The result $\text {Pic} (\mathbb P^n\times \mathbb P^m)=\mathbb Z\times \mathbb Z$ follows from the general result of Chapter III, Exercise 12.6, page 292. See also here.
There are probably more elementary references and I would be grateful to any user who would indicate one.

Answer 2

These spaces are not isomorphic, so you won't find an isomorphism.

I'm not sure what the best way to see this is if you don't know much algebraic geometry.
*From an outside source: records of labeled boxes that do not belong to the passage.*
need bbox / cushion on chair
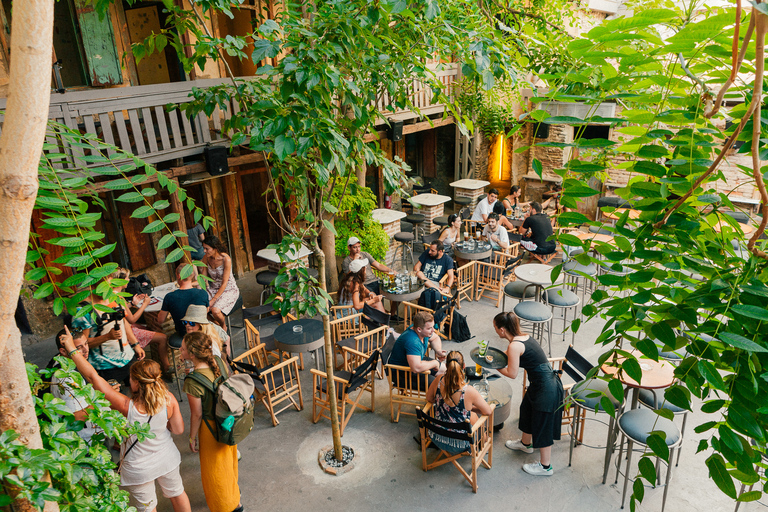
[544,288,579,308]
[256,270,277,286]
[619,409,680,446]
[571,379,620,412]
[168,333,184,350]
[504,281,536,299]
[563,260,597,276]
[514,300,552,322]
[638,389,686,414]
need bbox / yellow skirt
[198,421,240,512]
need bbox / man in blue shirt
[389,311,445,391]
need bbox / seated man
[483,213,509,251]
[48,329,96,443]
[157,263,209,348]
[520,201,557,254]
[387,311,445,391]
[413,240,454,309]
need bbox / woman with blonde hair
[181,331,243,512]
[427,350,491,454]
[60,329,192,512]
[181,304,232,357]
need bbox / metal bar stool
[514,300,552,357]
[541,287,581,345]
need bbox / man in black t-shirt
[520,201,557,254]
[413,240,454,309]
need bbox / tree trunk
[312,236,342,460]
[320,212,339,291]
[0,0,58,510]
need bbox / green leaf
[731,304,768,321]
[141,220,165,233]
[275,134,296,162]
[717,332,768,352]
[706,453,736,500]
[165,247,184,263]
[157,233,176,250]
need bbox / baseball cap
[349,258,368,274]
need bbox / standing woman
[60,329,192,512]
[493,312,564,476]
[438,213,461,254]
[203,236,240,329]
[181,331,243,512]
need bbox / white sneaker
[504,439,533,453]
[523,462,554,476]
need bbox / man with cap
[341,236,392,295]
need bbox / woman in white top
[439,213,461,252]
[61,330,192,512]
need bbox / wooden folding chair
[456,261,476,309]
[310,347,381,436]
[232,343,304,427]
[416,404,496,493]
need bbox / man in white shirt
[483,213,509,251]
[472,188,499,223]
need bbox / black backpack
[125,274,153,296]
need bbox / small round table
[379,280,424,302]
[275,318,325,370]
[515,263,563,300]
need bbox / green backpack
[187,357,255,446]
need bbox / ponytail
[443,350,465,396]
[184,331,221,378]
[131,359,168,416]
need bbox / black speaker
[203,146,229,176]
[387,121,403,142]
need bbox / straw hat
[181,304,211,324]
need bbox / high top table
[515,263,563,300]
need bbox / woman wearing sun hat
[181,304,232,357]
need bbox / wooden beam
[364,116,456,142]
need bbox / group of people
[49,236,243,512]
[387,312,564,476]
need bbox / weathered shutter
[74,0,123,86]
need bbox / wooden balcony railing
[0,64,458,168]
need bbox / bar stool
[501,281,536,313]
[405,213,427,241]
[514,300,552,357]
[541,287,581,345]
[453,197,472,213]
[432,215,448,228]
[614,409,683,512]
[389,231,415,269]
[256,270,277,304]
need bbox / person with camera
[72,269,144,385]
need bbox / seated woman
[427,350,491,454]
[438,213,461,256]
[181,304,232,357]
[339,259,386,313]
[203,236,240,329]
[115,268,173,380]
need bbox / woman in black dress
[493,312,564,476]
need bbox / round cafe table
[275,318,325,370]
[515,263,563,300]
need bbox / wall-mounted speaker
[387,121,403,142]
[203,146,229,176]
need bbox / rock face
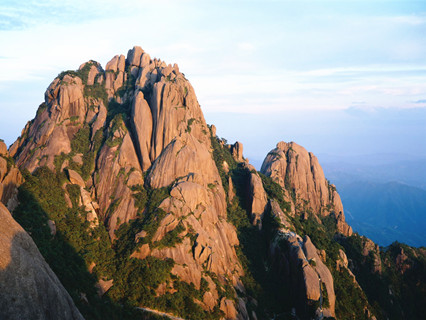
[10,47,244,319]
[6,47,398,319]
[270,202,336,317]
[261,141,352,236]
[250,172,268,229]
[0,202,83,320]
[0,148,24,211]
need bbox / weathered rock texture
[0,202,83,320]
[261,141,352,236]
[270,202,336,317]
[0,147,23,211]
[10,47,243,318]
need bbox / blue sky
[0,0,426,168]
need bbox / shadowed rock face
[270,201,336,317]
[0,202,83,320]
[0,146,24,211]
[261,141,352,236]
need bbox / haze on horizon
[0,0,426,167]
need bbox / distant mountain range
[323,155,426,247]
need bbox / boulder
[0,203,83,320]
[0,140,8,156]
[249,172,268,228]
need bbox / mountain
[0,47,426,319]
[0,141,83,320]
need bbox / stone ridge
[5,47,246,318]
[261,141,352,236]
[0,202,83,320]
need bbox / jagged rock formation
[270,201,336,317]
[0,202,83,320]
[10,47,244,318]
[0,141,23,211]
[5,47,424,319]
[249,171,268,229]
[261,141,352,236]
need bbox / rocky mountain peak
[261,141,352,236]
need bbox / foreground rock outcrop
[10,47,244,318]
[0,47,426,320]
[0,202,83,320]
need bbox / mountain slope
[0,47,424,319]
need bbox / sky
[0,0,426,167]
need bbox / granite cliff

Heuristically, you can note that, topologically, $\mathbb{RP}^1 \times \mathbb{RP}^1$ is a torus, whereas $\mathbb{RP}^2$ is a non-orientable surface, but I guess you could object that that doesn't actually prove anything in algebraic geometry...

You can embed $\mathbb{P}^1 \times \mathbb{P}^1$ in $\mathbb{P}^3$ via the Segre embedding and compare it to $\mathbb{P}^2$, but that comparison may take more machinery than you're familiar with.

Answer 3

A partial answer ; I'll get to the rest.

If by $\mathbb P $ you refer to the case of Real projective space, then , if both m,n are odd, their sum is even, which cannot happen, since Real projective spaces $\mathbb RP^n$ are orientable iff n is odd; the product of orientable manifolds is orientable, e.g., by Kunneth's theorem, the top homology over the integers is $\mathbb Z$.

You can rule out many other cases where both $m,n$ are even, since then $m+n$ will be even, and, by, e.g., Wikipedia, $H_p (\mathbb P^n(\mathbb R))$ = (over the integers)

1) $\mathbb Z/2$ , for $p<n $ , when p is odd.

2) $\mathbb Z$ , for n , when n is odd

3) $0$ for n, when n is even.

4)$\mathbb Z$ , for $p=0$;

Then, for $m+n$>$k$> $max$ {$n,m$} and k odd,

We will have $H_k(\mathbb (P^n \times \mathbb P^m, \mathbb Z))= \mathbb Z/2(+)Z/2$ , $\neq$ $H^k(\mathbb P^{n+m}, \mathbb Z )=\mathbb Z/2$ .

So the two are not even homotopically-equivalent , at least most of the time.